Friday, March 25, 2011

The Innovative Critical Essay: Hybrid-Form as a New Direction for Cultural Studies Scholarship: A Roundtable

“Hybrid essays”

Ames Hawkins

The form of the academic essay is often taken for granted—a linear, four step process:
1) make an observation
2) define the terms
3) provide examples
4) discuss the relationship

The prose employs a particular discourse, reasserting a particular discourse. Ames proposes that cultural studies should work beyond the rhetorics of academic convention. This new form of writing is called the critical hybrid essay.
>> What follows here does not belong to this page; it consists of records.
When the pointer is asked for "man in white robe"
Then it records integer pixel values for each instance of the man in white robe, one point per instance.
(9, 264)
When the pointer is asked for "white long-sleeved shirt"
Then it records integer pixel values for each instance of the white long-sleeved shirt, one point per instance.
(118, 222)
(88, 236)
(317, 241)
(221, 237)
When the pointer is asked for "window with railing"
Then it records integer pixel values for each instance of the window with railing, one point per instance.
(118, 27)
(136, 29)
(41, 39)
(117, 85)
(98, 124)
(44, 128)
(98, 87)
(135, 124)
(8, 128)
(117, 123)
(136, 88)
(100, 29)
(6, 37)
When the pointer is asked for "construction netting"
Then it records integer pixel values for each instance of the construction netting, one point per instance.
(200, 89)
One example given by Ames includes narrative prose, poetry and lyric, drawing upon a previous more traditionally academic work. Another example, “Manifesting New Media Writerly Processes One Really Bad Flash Piece at a Time,” Ames utilized digital media, using ones and zeroes (binary) to consider queering language. In particular, the linear is abandoned. Footnotes become a space for prose commenting on an email above.
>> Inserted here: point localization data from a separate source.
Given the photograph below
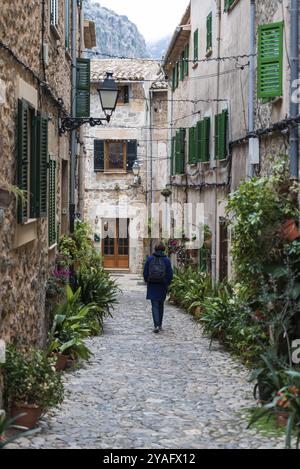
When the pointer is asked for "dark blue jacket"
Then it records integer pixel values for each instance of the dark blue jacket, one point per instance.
(158, 291)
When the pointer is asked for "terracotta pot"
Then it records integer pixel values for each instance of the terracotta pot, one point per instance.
(290, 230)
(32, 414)
(61, 363)
(282, 419)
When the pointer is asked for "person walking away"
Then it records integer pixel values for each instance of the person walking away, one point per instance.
(158, 275)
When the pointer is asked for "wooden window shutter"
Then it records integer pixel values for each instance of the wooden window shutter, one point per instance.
(23, 160)
(196, 45)
(131, 152)
(83, 88)
(126, 94)
(206, 139)
(187, 56)
(182, 151)
(182, 66)
(173, 155)
(52, 203)
(209, 32)
(270, 60)
(42, 165)
(192, 146)
(98, 155)
(67, 24)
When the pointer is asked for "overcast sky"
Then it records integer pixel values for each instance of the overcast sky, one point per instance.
(154, 18)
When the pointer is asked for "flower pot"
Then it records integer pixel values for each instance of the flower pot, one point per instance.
(290, 230)
(29, 415)
(61, 362)
(282, 419)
Ames further looks at the forms of writing when looking to write a memoir about her father as he was dying from AIDS. In particular, zie looked at the idea of love letters and Gemara. Zie took the envelope from the first letter from hir mother to hir father, and surrounded it with commentary and commentary on commentary.


Arielle Greenberg

Coming from the background of an MFA in poetry, focusing much more on form. She speaks to the ways in which college and college writing practices work to limit the ways in which students can write. She cites Susan Sontag and Joan Didion, who write beyond a traditional academic audience.
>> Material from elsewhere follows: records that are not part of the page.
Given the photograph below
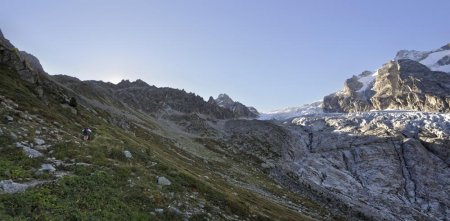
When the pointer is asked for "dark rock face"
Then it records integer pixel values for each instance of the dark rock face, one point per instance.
(402, 84)
(353, 98)
(223, 100)
(139, 95)
(32, 61)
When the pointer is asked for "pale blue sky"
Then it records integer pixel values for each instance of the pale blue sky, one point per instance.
(269, 54)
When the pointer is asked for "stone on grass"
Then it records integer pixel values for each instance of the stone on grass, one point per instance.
(46, 167)
(164, 181)
(39, 141)
(8, 119)
(31, 153)
(9, 186)
(127, 154)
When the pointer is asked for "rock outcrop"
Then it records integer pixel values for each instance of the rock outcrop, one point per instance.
(413, 81)
(403, 85)
(382, 165)
(223, 100)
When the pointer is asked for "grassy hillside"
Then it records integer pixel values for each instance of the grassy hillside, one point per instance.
(95, 181)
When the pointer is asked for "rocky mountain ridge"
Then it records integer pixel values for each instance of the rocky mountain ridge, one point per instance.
(414, 81)
(223, 100)
(164, 154)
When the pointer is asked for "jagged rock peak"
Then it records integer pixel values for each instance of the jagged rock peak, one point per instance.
(136, 83)
(224, 99)
(32, 60)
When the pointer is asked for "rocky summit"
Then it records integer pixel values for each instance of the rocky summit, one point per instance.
(413, 81)
(166, 154)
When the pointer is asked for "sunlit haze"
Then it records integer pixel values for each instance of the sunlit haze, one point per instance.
(266, 54)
What does it mean to be a scholarly writer versus a creative writer?

In particular, the fine arts consider how form drives content, as opposed to the taken-for-granted nature of traditional academic writing.

Arielle has recently (Birth/Work- poletics) worked on a transgenre, collaborative, nonlinear writing piece, drawing out from an original thought seed. The piece itself, she explains, should not be linear because it speaks to a nonlinear issue- home birth.

She read from a book called Girlesque, for which she wrote one of the two introduction. The piece speaks to the idea of girlhood as something not to be taken seriously, invoking a voice of the silly, in your face, and generally ignored. Like girlhood, cultural studies is seen as silly and frivolous, and thus we should not be pulled or draw ourselves intentionally toward traditionally, serious writing forms.